De liefde is veel mooier als je ouder wordt. Veel innerlijker. Je hoeft geen grote gebaren meer te maken. Teder de hand van je geliefde vasthouden, zegt al genoeg. Liefde krijgt ook meer waarde. Ze is niet meer van voorbijtrekkende aard. Ze is dieper. Als je jong bent, zitten er opwellingen in. Nu is dat kalm. Ik ben ook tevreden over de liefde van toen ik jong was. Ik ben na 20 jaar huwelijk gescheiden. Die 20 jaren hebben iets betekend. Ik ga daar niet op spugen. Natuurlijk kan ik nog steeds verliefd worden. Maar het hoeft niet zo nodig iets te worden. Mijn liefde voor één persoon voldoet mij volledig en dat sinds jaren. Ik had graag tien kinderen gehad. Vijf uit mijn eigen buik en vijf geadopteerd. Kinderen hebben, lijkt me een zaligheid. Ik heb die kant van het vrouw-zijn gemist. Ik heb uiteindelijk een andere keuze gemaakt. Een heel bewuste keuze. Ik heb dus geen kinderen. Die keuze heeft zijn voordelen en veel nadelen. Maar goed, ze is gemaakt. Het is geen opwelling geweest. Ik heb er lang genoeg over nagedacht. Ik heb maar van een ding spijt in mijn leven, en dat is dat ik soms te hard ben geweest. Het grijze bestond niet voor mij toen ik een jonge vrouw was. Ik hield niet voldoende rekening met de anderen. Wat ik nu wel doe. Ik ben zeer strikt voor mezelf. Als ik fouten maak, ook in mijn creatief werk, wil ik dat erkennen. Ik geef anderen nooit de schuld van mijn twijfel. Met je ervaring zie je je fouten sneller in. Je kan jezelf makkelijker uit de knoop helpen.

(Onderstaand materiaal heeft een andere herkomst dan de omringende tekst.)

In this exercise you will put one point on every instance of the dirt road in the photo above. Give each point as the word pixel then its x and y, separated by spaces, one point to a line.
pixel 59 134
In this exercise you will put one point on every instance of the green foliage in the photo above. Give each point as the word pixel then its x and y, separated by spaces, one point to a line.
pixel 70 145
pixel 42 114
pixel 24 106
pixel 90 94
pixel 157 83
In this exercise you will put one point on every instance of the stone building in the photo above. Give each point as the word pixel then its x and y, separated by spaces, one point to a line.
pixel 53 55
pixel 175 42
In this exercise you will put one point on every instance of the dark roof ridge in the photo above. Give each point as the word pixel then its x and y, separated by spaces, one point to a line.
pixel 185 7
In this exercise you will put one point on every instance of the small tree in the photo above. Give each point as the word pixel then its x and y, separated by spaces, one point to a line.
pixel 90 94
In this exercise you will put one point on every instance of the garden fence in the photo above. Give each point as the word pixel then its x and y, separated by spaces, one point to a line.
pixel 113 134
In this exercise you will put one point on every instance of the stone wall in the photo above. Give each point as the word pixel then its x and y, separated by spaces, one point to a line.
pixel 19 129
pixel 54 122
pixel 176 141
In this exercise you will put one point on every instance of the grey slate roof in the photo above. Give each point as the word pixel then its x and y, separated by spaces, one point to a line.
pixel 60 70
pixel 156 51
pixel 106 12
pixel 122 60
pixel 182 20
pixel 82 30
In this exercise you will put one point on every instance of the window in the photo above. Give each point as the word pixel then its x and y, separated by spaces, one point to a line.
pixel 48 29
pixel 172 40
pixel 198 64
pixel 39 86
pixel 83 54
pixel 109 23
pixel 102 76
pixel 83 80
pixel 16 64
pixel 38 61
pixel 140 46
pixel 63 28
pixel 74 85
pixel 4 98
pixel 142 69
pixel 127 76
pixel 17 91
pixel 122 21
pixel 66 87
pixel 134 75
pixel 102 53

Het is niet mijn ambitie om gekend te worden, wel om zo goed mogelijk werk af te leveren. Ik vind werken een zaligheid. Ik wil open blijven staan voor nieuwe dingen. Hoe moeilijk het ook is. Je moet ook in je vak mee evolueren. Ik heb nu digitaal gefilmd en gemonteerd. Ik zag er tegenop maar ben nu dolenthousiast. Ik heb vorig jaar computerlessen gevolgd. De mensen waarmee ik werk zijn half zo oud als ik. Dat gaat heel goed. Omdat ik weet wat ik wil. De jeugd geeft mij moed. Over het positieve van de jeugd wordt weinig gesproken. Ik ga veel in scholen spreken en soms kom ik teleurgesteld terug, denk ik: ‘Dat waren parels voor de zwijnen.’ Maar dat overkomt me zelden. Iedere keer kom ik jonge mensen tegen waarvan ik denk: ‘Daar zit wat in, ze hebben het door,’ en vooral, ‘ze denken na.’ Dat nadenken en doordenken, dat is zo belangrijk. Oud zijn is suffen, egoïstisch zijn. Alleen maar met jezelf bezig en je medicamentjes. En willen dat de anderen naar je toekomen. Niet meer bekommerd zijn om wat er in de wereld gebeurt.

Ik denk dat het beter is stof op de meubels te hebben dan stof in het hoofd. Ik wil gulzig leven. Ik heb zo’n medelijden met al die middelmatige mensen. Niet zwart, niet wit, niet grijs, niks. Als je middelmatig bent kan je noch genieten, noch lijden. Het is zo’n vorm van goedkope veiligheid. Ik heb moeten vechten voor wat ik wilde bereiken, nog altijd. Maar het is altijd een open en een eerlijk gevecht geweest. Door wat ik in het verleden heb meegemaakt, ben ik misschien een grotere vechtersbaas geworden dan andere mensen. Sommige mensen die de oorlog hebben meegemaakt eisen medelijden. Ik wil geen medelijden. Ik wil geen oorlogsmadam worden. Dat belet niet dat de Tweede Wereldoorlog mijn aandacht behoudt. Maar het leven heeft zich herpakt. Het leven wordt niet alleen uit het verleden gemaakt. Ik heb liever dat mensen respect voor me hebben omdat ik een strijdster ben voor een waardige toekomst.”